The proposal has been strongly opposed by former governors and deputy governors of RBI, several former chief economic advisers, a former finance secretary, and, most significantly, all save one of the many experts the IWG consulted. The key issues, which have been intensively discussed, especially in Rakesh Mohan’s three part article (‘Ownership and Governance in Private Sector Banks’, Business Standard, 14, 15 and 16 December), are briefly as follows:
One, with an industry CRAR of only 12%, the proposed raising of the promoter share cap to 26% could potentially leverage the promoter’s investment by 32 times. The very high risk appetite generated by such leveraging would subject depositors (i.e., individuals, small companies, large corporations and even governments) to a high level of systemic risk, given the limited deposit insurance provided in India.
Two, excessive risk appetite would lead to imprudent lending, especially connected lending to group companies. Conglomerates always find ways around regulatory restrictions against such connected lending.
Three, a conglomerate’s bank would have access to insider information on borrower companies that compete with its group companies.
Four, conglomerate banks would lead to massive concentration of economic power and political influence against not just competing companies, but even the regulator.

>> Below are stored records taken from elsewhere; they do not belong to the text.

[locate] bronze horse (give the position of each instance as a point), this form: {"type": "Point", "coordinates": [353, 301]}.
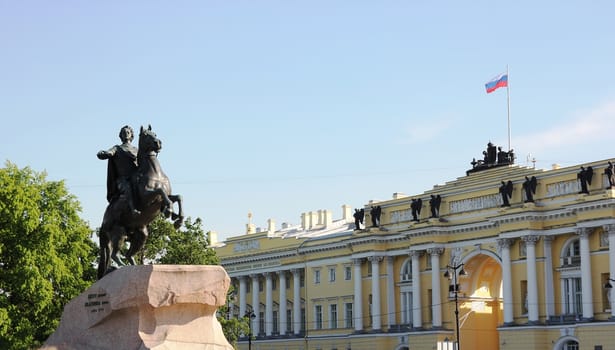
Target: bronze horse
{"type": "Point", "coordinates": [152, 195]}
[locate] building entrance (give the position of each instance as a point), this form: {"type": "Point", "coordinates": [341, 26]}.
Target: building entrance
{"type": "Point", "coordinates": [480, 303]}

A safer and cleaner option would be to help the country’s banking sector grow through simultaneous privatization and recapitalization of PSBs. In the last three years, apart from merging some weak and strong PSBs, the government has spent some ₹2.5 trillion on recapitalizing PSBs. This has been financed partly by taxpayer money and partly recapitalization bonds, including the recently- introduced discounted zero-coupon bonds sold to PSBs that are to be recapitalized. However, these options do not change the ownership and governance structure of PSBs, which is what primarily is to blame for their poor performance.
A better option is for PSBs to recapitalize themselves by raising fresh equity. But there will be no appetite for this, unless: (a) the banks’ balance sheets are first cleaned up; and (b) it is announced that the volume of fresh equity being raised is more than the government’s holding (which would reduce the government’s ownership to a stake of less than 50%).

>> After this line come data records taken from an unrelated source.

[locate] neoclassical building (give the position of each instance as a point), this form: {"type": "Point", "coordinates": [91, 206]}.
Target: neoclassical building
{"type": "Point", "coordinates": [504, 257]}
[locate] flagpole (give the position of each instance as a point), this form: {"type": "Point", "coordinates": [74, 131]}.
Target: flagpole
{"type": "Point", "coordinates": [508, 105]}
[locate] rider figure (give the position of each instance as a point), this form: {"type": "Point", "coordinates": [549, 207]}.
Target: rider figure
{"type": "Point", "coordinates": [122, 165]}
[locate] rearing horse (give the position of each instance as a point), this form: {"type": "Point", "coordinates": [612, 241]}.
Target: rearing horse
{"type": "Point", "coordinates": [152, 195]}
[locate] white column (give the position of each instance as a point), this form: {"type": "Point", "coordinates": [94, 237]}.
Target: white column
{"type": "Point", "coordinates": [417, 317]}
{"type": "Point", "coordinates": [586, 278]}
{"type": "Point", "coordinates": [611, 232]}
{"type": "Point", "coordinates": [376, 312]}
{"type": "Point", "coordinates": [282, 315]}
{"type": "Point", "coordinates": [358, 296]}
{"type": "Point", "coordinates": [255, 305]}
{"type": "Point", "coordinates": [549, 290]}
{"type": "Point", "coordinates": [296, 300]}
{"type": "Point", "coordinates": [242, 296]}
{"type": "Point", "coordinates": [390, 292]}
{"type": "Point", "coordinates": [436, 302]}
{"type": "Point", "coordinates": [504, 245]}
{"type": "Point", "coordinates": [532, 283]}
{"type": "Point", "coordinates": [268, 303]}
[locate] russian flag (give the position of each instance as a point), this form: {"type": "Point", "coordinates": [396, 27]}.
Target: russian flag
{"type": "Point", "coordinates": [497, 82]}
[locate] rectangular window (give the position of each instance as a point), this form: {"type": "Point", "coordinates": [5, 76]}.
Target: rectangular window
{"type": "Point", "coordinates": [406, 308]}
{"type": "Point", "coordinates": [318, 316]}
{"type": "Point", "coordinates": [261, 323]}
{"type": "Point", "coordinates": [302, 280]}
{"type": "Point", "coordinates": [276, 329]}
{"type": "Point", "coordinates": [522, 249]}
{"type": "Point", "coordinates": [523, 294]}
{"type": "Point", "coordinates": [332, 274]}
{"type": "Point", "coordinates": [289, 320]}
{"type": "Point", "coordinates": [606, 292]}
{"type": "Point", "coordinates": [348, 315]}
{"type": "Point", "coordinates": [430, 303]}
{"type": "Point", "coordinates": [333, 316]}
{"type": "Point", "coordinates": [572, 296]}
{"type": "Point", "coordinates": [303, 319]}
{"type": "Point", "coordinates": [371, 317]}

Such a bold reform would mobilize substantial resources from a buoyant capital market. It would recapitalize the banks, empowering them to resume lending, and simultaneously privatize their ownership structure, which would lead to improved performance.
It would be more prudent financially and also more acceptable politically to test this approach with one or two small PSBs. But first, the Indian government has to bite the bullet. These are the author’s personal views.
Sudipto Mundle is a distinguished fellow at the National Council of Applied Economic Research.